A US debt default would have dramatic economic repercussions and be "deeply damaging" to financial markets, Treasury Secretary Jack Lew warned lawmakers Thursday a week before a deadline to raise the nation's borrowing limit.
With the clock ticking toward a potentially catastrophic default that would see the United States fail to pay all its bills for the first time in its history, President Barack Obama was to meet his fellow Democrats as well as Republicans in separate White House meetings in a bid to forge a path out of the crisis.
But all eyes were first on Lew, who trooped up to Capitol Hill to deliver a stark message to Congress: end the political impasse and act immediately to avoid "self-inflicted wounds" and potential financial disaster.

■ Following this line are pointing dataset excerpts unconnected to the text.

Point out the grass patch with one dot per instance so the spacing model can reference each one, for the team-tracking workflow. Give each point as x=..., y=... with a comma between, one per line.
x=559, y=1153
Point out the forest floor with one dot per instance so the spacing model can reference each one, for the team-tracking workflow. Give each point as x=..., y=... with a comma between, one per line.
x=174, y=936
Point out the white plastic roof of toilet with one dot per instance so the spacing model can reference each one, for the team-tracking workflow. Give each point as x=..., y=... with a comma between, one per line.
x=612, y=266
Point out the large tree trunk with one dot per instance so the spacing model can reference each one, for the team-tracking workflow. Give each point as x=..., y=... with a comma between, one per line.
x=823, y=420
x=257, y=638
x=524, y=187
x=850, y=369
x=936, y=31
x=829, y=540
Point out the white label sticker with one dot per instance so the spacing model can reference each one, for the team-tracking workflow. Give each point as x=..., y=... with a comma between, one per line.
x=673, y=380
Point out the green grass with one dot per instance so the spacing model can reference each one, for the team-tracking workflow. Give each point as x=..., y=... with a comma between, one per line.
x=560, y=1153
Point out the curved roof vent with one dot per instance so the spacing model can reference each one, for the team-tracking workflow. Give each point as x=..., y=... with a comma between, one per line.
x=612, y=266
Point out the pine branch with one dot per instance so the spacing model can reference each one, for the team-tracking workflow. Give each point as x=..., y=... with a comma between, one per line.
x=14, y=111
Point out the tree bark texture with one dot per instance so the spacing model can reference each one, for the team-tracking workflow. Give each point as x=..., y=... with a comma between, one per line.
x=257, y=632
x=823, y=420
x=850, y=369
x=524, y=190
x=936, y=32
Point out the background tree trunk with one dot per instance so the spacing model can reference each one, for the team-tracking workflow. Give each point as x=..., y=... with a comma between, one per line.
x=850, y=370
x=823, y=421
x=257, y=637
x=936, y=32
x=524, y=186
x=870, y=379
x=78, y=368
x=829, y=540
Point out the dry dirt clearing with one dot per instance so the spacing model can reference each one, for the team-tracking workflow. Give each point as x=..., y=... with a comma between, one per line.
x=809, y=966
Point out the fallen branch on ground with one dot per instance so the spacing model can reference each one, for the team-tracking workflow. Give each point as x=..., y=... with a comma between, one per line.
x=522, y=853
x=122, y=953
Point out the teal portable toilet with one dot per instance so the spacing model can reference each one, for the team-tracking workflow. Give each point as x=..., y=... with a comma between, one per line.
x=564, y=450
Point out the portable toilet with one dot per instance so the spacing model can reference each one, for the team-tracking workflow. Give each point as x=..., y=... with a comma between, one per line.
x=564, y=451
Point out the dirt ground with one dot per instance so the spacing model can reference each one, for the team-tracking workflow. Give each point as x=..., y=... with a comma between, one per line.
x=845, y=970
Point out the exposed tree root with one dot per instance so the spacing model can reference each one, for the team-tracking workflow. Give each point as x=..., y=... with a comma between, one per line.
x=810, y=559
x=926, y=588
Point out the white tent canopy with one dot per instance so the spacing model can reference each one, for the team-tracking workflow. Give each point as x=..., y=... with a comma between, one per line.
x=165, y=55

"If Congress fails to meet its responsibility, it could be deeply damaging to the financial markets, the ongoing economic recovery, and the jobs and savings of millions of Americans," Lew told the Senate Finance Committee.
Washington has been locked in stalemate, with Obama and Republicans unable to agree on how to fund government.
Failure to agree on a budget led to the first government shutdown in 17 years on October 1, the beginning of fiscal year 2014. Now the nation careens toward another, potential hammer blow, and Lew warned it would be a "grave mistake" if the US Treasury is not provided with new borrowing authority that would allow it to pay all its bills.
"It is important for Congress to reopen the government, raise the debt ceiling and then work with the president to address our fiscal problems," Lew said.
Lew warned of the "potentially catastrophic impacts of default, including credit market disruptions, a significant loss in the value of the dollar, markedly elevated US interest rates, negative spillover effects to the global economy, and real risk of a financial crisis and recession that could echo the events of 2008 or worse."
Rising interest rates would flood through all aspects of the economy and impact every American household, and the stock market could tumble.
Lew said the fiscal impasse was already "beginning to deliver an unnecessary blow to our economy," in the form of rising interest rates and market volatility reaching its "highest level of the year."